If this is in the Heller decision, the conservatives on the court need some history lessons.
The Second Amendment exists because the states feared a Federal government with a large standing army. Neither the Federal government, nor any of the states could afford to field an army.
The very year that the Militia Acts were passed the Federal government increased the funding for our standing army.
So the custom of local militias was enshrined in the Constitution. And the cost of arming them was passed to the militia members.
Of course, in those days, the sort of weapons commonly sold at gun shows did not exist, and were well beyond the technology of the day.
The Court has held that “the Second Amendment extends, prima facie, to all instruments that constitute bearable arms, even those that were not in existence at the time of the founding,” District of Columbia v. Heller, 554 U. S. 570, 582 (2008), and that this “Second Amendment right is fully applicable to the States,” McDonald v. Chicago, 561 U. S. 742, 750 (2010).
Caetano v Massachusetts
Multi-shot firearms in existence at ratification:
Belton repeating flintlock, 1777
The Drehling 8-shot, matchlock revolver, circa 1580.
German oval-bore, .67-calibre rifle that fired 16 stacked charges of powder and ball in a rapid "Roman candle" fashion, circa 1600 (manufacturer/inventor unknown).
1625 German-commissioned, breech loading wheellock, with metal cartridges.
The six-or-twelve shot, 17th century, Kalthoff Repeaters.

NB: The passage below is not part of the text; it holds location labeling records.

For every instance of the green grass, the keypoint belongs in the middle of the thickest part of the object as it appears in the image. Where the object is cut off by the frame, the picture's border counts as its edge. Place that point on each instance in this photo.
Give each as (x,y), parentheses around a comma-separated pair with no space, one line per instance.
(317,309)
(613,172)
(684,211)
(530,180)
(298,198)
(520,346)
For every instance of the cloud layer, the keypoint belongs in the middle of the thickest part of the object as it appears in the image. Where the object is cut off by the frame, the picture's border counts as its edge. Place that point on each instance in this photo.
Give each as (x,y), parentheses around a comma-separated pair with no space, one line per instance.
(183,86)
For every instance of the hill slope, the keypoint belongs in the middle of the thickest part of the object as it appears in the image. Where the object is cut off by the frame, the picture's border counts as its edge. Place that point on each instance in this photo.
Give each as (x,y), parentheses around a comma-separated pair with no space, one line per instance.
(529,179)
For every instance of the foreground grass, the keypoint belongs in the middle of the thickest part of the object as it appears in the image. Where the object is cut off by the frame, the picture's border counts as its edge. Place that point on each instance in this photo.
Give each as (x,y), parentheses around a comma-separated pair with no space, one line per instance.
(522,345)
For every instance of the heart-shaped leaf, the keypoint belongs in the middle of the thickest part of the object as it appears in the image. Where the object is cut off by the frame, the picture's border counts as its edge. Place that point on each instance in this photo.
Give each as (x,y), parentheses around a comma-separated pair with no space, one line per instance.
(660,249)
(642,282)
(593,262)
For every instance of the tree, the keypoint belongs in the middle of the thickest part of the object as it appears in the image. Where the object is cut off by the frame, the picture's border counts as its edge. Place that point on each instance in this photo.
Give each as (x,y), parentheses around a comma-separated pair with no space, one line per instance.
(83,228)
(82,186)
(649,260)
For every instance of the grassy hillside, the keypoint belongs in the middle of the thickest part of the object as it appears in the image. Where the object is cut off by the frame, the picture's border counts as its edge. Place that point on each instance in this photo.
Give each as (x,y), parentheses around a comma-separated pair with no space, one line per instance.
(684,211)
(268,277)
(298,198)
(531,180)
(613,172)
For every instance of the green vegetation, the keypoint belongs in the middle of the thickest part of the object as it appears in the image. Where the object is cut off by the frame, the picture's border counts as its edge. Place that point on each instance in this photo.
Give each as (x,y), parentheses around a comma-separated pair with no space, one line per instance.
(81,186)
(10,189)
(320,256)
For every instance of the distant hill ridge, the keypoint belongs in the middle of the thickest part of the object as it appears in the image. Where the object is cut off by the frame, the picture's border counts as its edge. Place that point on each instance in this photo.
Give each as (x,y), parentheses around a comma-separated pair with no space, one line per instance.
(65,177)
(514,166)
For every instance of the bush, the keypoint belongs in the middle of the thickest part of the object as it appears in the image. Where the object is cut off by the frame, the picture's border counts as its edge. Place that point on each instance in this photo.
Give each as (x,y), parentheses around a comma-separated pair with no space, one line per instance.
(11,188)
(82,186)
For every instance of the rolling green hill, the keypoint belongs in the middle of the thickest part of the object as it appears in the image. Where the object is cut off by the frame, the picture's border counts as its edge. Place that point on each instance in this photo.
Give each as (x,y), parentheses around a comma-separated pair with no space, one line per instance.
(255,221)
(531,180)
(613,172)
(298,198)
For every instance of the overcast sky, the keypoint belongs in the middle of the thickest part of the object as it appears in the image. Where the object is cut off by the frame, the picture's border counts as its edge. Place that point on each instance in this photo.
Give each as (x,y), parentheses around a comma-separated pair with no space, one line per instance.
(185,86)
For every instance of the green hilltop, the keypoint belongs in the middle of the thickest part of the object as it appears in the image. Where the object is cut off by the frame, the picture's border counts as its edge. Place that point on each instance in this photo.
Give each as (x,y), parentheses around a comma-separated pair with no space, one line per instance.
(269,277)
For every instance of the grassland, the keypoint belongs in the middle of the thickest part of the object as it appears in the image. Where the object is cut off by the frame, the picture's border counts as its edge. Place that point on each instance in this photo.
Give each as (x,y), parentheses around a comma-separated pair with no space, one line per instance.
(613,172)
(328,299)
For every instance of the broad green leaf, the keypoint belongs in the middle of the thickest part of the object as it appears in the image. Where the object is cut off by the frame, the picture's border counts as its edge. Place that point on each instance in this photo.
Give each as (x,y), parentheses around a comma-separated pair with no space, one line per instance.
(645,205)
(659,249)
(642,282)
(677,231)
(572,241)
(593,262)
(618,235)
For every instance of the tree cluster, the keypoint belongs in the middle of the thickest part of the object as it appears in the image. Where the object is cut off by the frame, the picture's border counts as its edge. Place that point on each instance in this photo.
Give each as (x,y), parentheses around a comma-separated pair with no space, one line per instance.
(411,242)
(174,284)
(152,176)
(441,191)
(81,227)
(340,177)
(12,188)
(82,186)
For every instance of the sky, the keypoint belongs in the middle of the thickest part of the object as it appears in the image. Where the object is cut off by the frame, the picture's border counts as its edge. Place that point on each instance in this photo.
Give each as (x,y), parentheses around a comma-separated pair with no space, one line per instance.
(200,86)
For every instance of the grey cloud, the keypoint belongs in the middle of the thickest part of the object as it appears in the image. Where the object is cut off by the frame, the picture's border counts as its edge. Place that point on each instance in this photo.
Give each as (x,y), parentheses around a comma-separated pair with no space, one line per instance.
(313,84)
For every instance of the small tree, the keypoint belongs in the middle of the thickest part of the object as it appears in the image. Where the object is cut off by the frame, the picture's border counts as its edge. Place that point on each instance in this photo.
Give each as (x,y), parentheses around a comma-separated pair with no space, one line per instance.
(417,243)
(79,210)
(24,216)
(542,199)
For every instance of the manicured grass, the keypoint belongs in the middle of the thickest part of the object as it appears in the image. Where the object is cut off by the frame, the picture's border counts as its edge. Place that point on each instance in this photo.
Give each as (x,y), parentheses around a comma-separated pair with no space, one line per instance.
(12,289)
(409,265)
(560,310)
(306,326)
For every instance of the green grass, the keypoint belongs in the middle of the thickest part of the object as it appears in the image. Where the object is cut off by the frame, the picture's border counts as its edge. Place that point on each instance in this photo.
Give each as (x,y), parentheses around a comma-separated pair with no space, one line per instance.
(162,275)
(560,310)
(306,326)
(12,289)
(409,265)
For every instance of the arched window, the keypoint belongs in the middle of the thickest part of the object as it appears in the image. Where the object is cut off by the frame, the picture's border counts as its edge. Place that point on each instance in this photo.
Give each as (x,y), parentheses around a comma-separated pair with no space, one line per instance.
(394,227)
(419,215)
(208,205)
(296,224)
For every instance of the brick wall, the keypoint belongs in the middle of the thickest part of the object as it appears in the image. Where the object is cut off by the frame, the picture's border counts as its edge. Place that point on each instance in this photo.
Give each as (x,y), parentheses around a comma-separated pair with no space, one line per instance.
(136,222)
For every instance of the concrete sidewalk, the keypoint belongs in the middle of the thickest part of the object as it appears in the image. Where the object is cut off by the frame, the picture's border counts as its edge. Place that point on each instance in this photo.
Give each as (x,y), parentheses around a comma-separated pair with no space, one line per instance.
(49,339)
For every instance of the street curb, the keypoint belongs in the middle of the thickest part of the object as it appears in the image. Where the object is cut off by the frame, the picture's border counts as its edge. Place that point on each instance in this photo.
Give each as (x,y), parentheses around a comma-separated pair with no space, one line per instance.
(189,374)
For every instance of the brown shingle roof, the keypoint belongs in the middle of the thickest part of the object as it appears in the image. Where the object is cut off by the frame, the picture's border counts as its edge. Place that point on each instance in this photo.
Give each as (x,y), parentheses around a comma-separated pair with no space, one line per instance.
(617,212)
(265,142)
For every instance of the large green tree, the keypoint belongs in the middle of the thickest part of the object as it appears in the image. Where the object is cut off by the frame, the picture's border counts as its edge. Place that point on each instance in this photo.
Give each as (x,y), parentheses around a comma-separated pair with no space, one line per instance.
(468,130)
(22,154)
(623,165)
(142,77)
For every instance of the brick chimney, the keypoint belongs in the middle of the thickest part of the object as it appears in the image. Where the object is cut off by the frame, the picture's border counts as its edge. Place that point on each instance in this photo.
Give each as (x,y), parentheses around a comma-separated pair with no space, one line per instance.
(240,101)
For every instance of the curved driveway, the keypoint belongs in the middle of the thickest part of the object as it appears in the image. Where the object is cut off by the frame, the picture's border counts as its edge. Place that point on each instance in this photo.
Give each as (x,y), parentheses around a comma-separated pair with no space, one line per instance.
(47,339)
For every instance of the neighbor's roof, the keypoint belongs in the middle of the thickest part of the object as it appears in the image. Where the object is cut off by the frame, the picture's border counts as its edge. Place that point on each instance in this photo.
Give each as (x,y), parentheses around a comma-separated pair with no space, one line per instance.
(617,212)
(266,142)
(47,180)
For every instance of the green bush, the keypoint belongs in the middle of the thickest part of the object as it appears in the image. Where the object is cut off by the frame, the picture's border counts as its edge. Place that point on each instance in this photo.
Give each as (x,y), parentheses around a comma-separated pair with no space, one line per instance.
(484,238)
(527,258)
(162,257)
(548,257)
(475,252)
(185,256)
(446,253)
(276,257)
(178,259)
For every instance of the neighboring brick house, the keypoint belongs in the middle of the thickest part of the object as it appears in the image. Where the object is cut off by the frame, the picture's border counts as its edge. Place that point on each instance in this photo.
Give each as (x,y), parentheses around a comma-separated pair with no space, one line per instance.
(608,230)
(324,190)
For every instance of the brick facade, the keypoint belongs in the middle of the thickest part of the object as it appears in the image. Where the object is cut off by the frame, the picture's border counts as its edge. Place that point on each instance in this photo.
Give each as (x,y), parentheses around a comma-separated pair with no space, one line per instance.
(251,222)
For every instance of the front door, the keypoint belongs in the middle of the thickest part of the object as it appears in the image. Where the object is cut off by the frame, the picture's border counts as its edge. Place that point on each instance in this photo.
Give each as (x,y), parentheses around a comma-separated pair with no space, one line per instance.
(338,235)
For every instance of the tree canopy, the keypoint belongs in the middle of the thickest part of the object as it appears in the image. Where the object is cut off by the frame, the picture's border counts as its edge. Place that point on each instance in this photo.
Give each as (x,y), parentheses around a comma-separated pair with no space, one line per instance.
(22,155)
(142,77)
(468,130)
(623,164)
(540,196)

Lorenzoni and Cookson Flintlock Repeating Pistols, in 7-shot and 9-shot versions, circa 1680.
The Cookson Repeating Rifle (Lorenzoni System), circa 1680: a 12 shot, lever-action breech-loading, repeating flintlock.
The Puckle gun, circa 1718, a tripod-mounted, single-barreled flintlock weapon fitted with a multi-shot revolving cylinder, designed for shipboard use to prevent boarding. Could hold 11 preloaded rounds in a cylinder, and advertised to "fire 63 shots in 7 minutes."
Griffin Breech-loading Flintlock Musket, 1740
I Pendrill Flintlock Breech-loading Rifle, 1760.
Bunney of London four Barreled "Duck's Foot" Flintlock Pistol, 1780.
Flemish 3-barrel, tap-action, .54 bore pistol, 1780.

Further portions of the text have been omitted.